Para o primeiro dia, o painel um “A constituição e as instituições democráticas” tinha como orador um ilustre do direito constitucional, o Professor Jorge Bacelar Gouveia. Não escutei a sua intervenção e nem tenciono fazê-lo, simplesmente porque a minha aversão a farsas se sobrepõe à minha vontade de aprender. No entanto, pude ler e ouvir declarações suas à margem da conferência e que, no fundo, valem mais do que toda a sua intervenção no dito evento.
Primeiro, numa notícia veiculada pela agência Lusa e, num tom sarcástico, o constitucionalista dizia estranhar, passo a citar, “… que tendo havido de facto a alegação no que respeita à inconstitucionalidade da dissolução da Assembleia Nacional Popular, a questão não tenha sido levada aos tribunais competentes”.

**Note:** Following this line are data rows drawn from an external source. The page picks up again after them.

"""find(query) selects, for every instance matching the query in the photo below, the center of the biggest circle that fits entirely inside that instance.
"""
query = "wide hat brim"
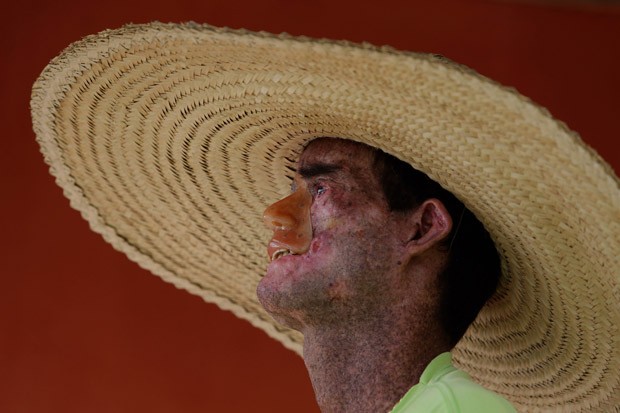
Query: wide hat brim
(172, 139)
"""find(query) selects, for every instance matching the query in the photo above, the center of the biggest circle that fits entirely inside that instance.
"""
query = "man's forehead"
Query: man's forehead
(335, 151)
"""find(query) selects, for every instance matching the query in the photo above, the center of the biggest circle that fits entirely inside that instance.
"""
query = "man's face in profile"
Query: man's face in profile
(336, 246)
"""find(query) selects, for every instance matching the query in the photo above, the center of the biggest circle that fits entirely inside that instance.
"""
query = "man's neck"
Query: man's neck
(368, 367)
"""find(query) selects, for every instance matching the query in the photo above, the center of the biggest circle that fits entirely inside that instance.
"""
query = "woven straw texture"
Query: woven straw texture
(172, 139)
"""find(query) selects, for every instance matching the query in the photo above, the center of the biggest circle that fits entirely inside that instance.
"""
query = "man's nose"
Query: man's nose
(289, 212)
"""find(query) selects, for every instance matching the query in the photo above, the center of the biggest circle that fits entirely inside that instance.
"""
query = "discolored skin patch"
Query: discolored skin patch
(362, 285)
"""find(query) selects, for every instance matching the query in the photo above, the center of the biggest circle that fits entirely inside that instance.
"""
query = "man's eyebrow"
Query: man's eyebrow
(315, 169)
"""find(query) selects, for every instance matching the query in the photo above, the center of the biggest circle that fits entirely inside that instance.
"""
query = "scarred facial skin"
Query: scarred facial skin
(358, 280)
(347, 248)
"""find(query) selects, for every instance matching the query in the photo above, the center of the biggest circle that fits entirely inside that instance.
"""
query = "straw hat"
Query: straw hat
(172, 139)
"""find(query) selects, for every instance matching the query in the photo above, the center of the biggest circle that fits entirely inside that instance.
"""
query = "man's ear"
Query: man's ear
(431, 223)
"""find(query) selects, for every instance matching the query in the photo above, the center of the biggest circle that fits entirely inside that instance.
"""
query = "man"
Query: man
(172, 139)
(364, 284)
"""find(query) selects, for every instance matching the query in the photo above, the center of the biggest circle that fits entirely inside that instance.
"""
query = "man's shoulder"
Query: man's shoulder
(446, 389)
(468, 396)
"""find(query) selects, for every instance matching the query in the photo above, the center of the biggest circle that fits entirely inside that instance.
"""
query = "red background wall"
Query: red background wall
(82, 329)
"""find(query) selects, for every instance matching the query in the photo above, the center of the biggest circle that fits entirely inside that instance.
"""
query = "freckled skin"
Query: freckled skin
(364, 291)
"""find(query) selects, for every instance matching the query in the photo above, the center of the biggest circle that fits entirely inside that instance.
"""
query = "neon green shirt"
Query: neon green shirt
(445, 389)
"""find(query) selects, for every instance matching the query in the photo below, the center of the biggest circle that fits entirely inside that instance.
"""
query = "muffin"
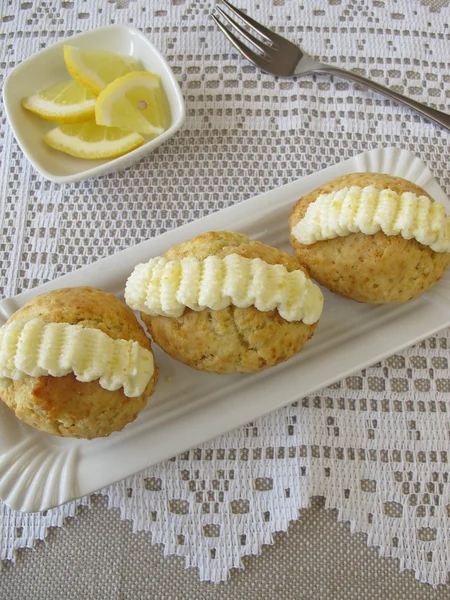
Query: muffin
(224, 303)
(371, 237)
(76, 363)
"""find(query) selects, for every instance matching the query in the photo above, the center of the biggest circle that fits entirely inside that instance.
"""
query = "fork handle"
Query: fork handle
(437, 116)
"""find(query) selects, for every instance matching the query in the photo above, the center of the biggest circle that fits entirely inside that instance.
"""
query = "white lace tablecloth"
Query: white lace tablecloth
(376, 444)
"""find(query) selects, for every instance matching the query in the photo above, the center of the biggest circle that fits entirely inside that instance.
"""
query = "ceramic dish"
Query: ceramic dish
(47, 67)
(39, 471)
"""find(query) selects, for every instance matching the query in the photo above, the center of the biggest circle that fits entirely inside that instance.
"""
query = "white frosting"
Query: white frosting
(369, 210)
(37, 348)
(166, 287)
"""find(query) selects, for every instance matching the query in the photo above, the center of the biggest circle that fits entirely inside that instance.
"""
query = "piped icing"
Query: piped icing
(37, 348)
(369, 210)
(167, 287)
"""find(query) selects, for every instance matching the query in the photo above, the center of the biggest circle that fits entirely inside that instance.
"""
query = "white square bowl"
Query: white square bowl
(47, 67)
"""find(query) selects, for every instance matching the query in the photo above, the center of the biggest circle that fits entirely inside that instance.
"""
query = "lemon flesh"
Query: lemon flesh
(135, 102)
(92, 141)
(95, 69)
(65, 102)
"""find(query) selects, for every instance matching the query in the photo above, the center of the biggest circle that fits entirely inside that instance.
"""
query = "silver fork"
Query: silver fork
(279, 56)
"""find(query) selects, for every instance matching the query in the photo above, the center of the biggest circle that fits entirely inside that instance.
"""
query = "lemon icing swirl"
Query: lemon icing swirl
(369, 210)
(37, 348)
(167, 287)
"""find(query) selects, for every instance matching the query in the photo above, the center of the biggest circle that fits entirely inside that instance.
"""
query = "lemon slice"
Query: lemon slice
(95, 69)
(65, 102)
(135, 102)
(89, 140)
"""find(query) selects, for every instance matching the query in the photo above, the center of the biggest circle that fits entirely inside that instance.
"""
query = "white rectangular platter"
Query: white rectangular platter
(39, 471)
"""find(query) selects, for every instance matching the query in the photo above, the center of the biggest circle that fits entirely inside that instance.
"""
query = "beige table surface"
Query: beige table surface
(96, 555)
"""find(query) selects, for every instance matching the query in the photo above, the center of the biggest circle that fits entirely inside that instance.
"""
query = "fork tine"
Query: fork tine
(264, 32)
(248, 36)
(257, 59)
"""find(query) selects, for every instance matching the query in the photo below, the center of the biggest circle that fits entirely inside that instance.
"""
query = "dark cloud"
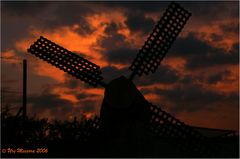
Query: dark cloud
(199, 54)
(121, 55)
(144, 6)
(24, 8)
(136, 21)
(164, 75)
(118, 50)
(192, 98)
(213, 79)
(47, 102)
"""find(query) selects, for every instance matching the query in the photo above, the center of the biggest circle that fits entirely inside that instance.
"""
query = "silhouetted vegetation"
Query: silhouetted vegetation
(56, 138)
(85, 138)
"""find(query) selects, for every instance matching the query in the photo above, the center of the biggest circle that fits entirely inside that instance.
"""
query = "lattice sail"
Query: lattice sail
(67, 61)
(162, 124)
(160, 40)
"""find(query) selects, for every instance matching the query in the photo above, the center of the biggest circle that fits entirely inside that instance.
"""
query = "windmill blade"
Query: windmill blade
(67, 61)
(162, 124)
(160, 40)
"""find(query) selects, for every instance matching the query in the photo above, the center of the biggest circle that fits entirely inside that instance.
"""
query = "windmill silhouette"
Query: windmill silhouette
(125, 111)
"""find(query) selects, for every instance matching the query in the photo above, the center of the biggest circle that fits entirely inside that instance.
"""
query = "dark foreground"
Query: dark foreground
(87, 138)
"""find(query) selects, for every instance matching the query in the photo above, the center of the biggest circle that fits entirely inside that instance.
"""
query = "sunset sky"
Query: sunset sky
(197, 82)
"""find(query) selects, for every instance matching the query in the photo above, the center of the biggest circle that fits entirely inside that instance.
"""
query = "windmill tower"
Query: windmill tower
(125, 112)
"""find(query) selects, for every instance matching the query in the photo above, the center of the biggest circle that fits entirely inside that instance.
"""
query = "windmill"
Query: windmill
(121, 95)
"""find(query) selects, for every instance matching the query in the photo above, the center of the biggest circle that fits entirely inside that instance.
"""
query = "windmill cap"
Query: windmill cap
(120, 93)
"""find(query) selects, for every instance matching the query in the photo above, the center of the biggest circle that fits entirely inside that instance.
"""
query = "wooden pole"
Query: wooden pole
(24, 88)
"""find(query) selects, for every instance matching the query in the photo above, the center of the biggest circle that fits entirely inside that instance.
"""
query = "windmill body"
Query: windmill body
(130, 125)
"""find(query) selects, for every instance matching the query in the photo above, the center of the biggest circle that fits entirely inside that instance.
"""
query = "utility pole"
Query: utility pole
(24, 88)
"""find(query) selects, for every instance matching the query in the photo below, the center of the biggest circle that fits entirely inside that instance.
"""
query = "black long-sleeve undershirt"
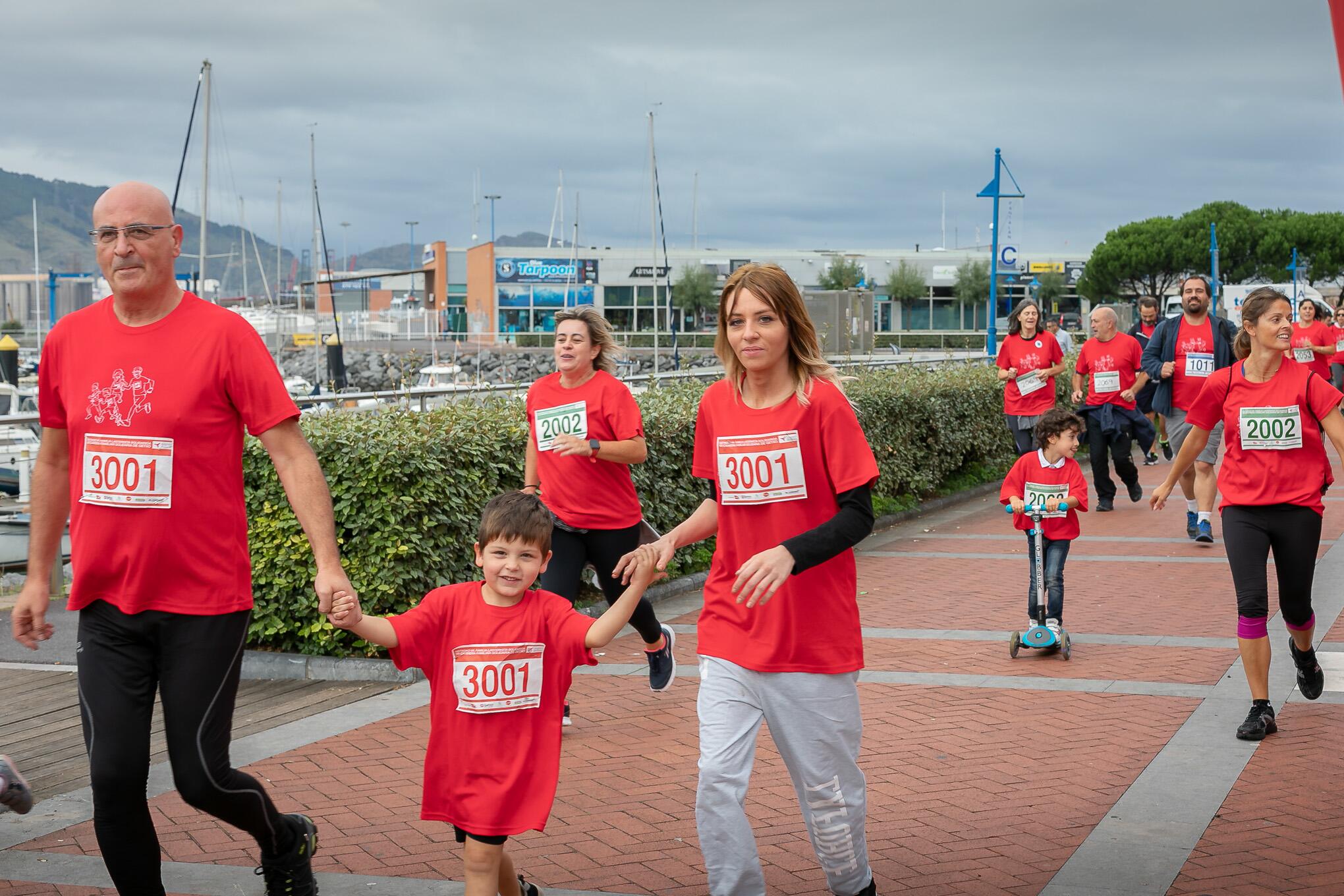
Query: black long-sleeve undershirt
(851, 524)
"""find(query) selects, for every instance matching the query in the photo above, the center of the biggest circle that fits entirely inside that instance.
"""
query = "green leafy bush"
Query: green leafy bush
(408, 487)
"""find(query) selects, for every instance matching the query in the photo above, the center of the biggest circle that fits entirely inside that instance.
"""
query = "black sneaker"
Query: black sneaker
(661, 664)
(1311, 680)
(15, 793)
(292, 874)
(1260, 721)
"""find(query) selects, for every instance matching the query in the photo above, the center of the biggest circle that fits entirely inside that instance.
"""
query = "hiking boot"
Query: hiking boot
(1260, 721)
(1311, 680)
(292, 874)
(1206, 532)
(15, 793)
(661, 664)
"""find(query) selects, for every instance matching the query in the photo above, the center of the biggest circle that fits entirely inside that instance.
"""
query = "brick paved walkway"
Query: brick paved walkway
(987, 774)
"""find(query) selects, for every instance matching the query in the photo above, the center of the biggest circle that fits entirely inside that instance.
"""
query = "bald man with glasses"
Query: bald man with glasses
(159, 536)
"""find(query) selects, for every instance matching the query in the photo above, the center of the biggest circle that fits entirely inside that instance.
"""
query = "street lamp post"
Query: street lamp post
(492, 198)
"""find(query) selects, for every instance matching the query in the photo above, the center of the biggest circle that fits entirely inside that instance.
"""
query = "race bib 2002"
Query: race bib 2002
(126, 470)
(497, 677)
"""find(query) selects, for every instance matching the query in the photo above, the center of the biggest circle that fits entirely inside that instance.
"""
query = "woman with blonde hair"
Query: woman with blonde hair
(584, 433)
(779, 636)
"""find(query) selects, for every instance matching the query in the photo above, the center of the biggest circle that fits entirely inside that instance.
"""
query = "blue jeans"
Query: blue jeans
(1055, 551)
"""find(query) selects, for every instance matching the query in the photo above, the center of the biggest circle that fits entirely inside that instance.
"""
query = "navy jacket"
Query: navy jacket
(1162, 349)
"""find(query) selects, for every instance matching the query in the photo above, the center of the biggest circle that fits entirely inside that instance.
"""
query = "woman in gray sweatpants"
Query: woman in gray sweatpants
(779, 636)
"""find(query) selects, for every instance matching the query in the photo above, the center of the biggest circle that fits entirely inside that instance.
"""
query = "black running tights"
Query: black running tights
(194, 663)
(1293, 532)
(602, 548)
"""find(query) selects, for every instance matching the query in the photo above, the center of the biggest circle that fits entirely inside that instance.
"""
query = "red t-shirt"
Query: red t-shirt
(155, 418)
(1031, 474)
(588, 493)
(1115, 363)
(1194, 362)
(497, 680)
(779, 470)
(1318, 333)
(1027, 355)
(1262, 474)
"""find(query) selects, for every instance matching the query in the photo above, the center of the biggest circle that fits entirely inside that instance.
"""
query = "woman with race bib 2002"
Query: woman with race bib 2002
(584, 433)
(1274, 412)
(779, 636)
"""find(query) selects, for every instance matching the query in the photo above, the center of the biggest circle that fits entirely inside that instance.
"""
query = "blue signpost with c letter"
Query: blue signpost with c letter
(1010, 253)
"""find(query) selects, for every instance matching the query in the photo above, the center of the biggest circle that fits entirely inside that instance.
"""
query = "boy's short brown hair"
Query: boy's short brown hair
(1055, 422)
(515, 515)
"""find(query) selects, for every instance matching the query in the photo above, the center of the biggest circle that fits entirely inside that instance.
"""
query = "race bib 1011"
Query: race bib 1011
(1199, 364)
(497, 677)
(761, 469)
(1036, 493)
(1272, 429)
(565, 420)
(126, 470)
(1106, 381)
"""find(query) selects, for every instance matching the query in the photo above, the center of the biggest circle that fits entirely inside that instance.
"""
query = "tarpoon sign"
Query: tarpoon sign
(545, 270)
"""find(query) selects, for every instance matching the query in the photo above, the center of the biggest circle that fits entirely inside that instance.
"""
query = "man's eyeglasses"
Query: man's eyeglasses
(140, 233)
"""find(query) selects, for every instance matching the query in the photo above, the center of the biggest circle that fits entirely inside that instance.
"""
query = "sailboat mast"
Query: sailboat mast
(205, 179)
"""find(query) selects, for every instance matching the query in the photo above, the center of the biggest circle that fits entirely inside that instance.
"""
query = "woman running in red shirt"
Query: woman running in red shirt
(585, 433)
(1314, 340)
(1028, 362)
(1274, 412)
(779, 636)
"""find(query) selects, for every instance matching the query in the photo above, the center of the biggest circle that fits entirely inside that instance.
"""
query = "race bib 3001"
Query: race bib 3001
(563, 420)
(1106, 381)
(126, 470)
(1199, 364)
(1272, 429)
(497, 677)
(761, 469)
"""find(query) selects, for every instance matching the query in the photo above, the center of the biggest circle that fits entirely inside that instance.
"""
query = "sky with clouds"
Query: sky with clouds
(835, 125)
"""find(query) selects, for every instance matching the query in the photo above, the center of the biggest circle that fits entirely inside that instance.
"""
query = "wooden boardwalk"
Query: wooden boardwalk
(40, 720)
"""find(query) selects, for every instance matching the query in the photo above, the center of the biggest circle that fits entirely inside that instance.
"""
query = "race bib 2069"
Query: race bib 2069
(126, 470)
(761, 469)
(563, 420)
(497, 677)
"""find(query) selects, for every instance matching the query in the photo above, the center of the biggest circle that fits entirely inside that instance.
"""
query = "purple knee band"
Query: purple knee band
(1252, 628)
(1309, 624)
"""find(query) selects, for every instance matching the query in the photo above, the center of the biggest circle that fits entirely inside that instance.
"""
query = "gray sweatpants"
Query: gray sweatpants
(816, 725)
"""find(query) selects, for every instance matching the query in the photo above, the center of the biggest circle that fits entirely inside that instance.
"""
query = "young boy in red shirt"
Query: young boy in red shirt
(499, 658)
(1049, 476)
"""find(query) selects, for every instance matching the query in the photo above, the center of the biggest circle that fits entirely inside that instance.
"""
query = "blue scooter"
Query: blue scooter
(1039, 636)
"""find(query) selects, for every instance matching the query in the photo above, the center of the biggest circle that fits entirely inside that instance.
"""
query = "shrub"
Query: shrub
(408, 487)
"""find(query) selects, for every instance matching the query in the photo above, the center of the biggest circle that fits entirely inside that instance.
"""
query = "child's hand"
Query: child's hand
(346, 613)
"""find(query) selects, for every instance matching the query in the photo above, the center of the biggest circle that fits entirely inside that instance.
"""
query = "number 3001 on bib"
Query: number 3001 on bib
(761, 469)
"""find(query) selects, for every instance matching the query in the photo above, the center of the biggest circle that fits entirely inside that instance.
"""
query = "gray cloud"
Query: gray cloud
(810, 124)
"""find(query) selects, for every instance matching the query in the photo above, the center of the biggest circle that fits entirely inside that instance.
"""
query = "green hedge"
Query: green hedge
(408, 487)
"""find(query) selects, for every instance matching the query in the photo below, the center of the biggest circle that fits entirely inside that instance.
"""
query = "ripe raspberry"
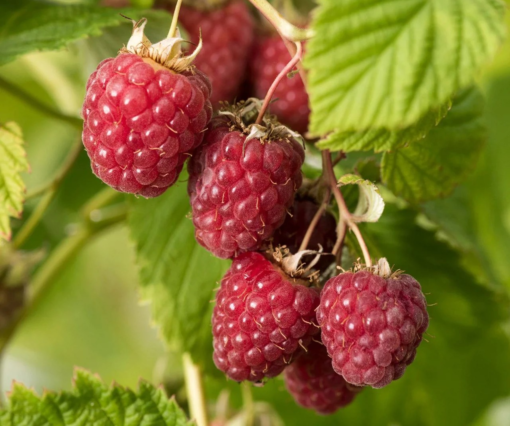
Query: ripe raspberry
(142, 120)
(261, 319)
(228, 37)
(314, 384)
(372, 325)
(293, 230)
(240, 189)
(269, 57)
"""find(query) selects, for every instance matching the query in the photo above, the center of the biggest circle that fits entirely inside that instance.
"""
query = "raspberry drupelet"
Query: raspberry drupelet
(262, 319)
(372, 324)
(144, 117)
(314, 384)
(240, 188)
(228, 36)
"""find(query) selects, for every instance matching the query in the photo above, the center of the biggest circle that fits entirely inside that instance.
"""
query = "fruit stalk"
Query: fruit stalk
(345, 215)
(195, 391)
(175, 19)
(283, 73)
(315, 220)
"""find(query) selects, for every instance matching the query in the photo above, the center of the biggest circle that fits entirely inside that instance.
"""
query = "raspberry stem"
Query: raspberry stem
(285, 28)
(345, 215)
(195, 391)
(283, 73)
(175, 19)
(315, 220)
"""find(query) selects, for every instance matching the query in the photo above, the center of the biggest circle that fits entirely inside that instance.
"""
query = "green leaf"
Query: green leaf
(31, 25)
(385, 63)
(92, 403)
(177, 275)
(370, 203)
(12, 188)
(432, 167)
(383, 139)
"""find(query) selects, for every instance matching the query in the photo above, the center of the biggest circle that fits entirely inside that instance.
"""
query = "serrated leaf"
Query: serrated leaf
(31, 25)
(13, 161)
(383, 139)
(370, 203)
(385, 63)
(177, 276)
(92, 403)
(432, 167)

O leitor menos atento ou que não disponha de todos os elementos diria, e com razão, “mas que mal tem o que disse o professor?” A resposta é simples. No dia 8 dezembro de 2023, quando questionado pela DW África sobre a legalidade do decreto que dissolvera o parlamento, Jorge Bacelar Gouveia respondia assim:
“É ilegal, nesse sentido é inconstitucional. Um acto inconstitucional grave, porque dissolve o parlamento numa altura em que não o pode fazer. A constituição é muito clara no seu artigo 94° que diz que a dissolução da assembleia nacional popular só pode acontecer ao fim de um ano de uma nova eleição. Ora, a última eleição foi a 4 de junho, portanto até 4 de junho de 2024 não pode haver qualquer dissolução. Este é o primeiro aspecto que parece claro. Mais adiante, “não há uma grave crise política, há sim uma grave crise jurídica de violação das leis, sobretudo no que respeita à detenção de pessoas e actos policiais e contra-policiais. Um problema de legalidade policial não é um problema de crise política. O acto sendo inconstitucional, de acordo com as regras do artigo 8° da constituição, é um acto inválido, significa que é nulo, não produz efeitos jurídicos. E o parlamento, sendo o acto inconstitucional, não tem de o acatar, deve continuar os seus trabalhos como se o acto não existisse, ou existindo, ele não tem eficácia jurídica, porque é nulo, não pode produzir efeitos. O parlamento não foi validamente dissolvido, portanto, a questão é muito simples”.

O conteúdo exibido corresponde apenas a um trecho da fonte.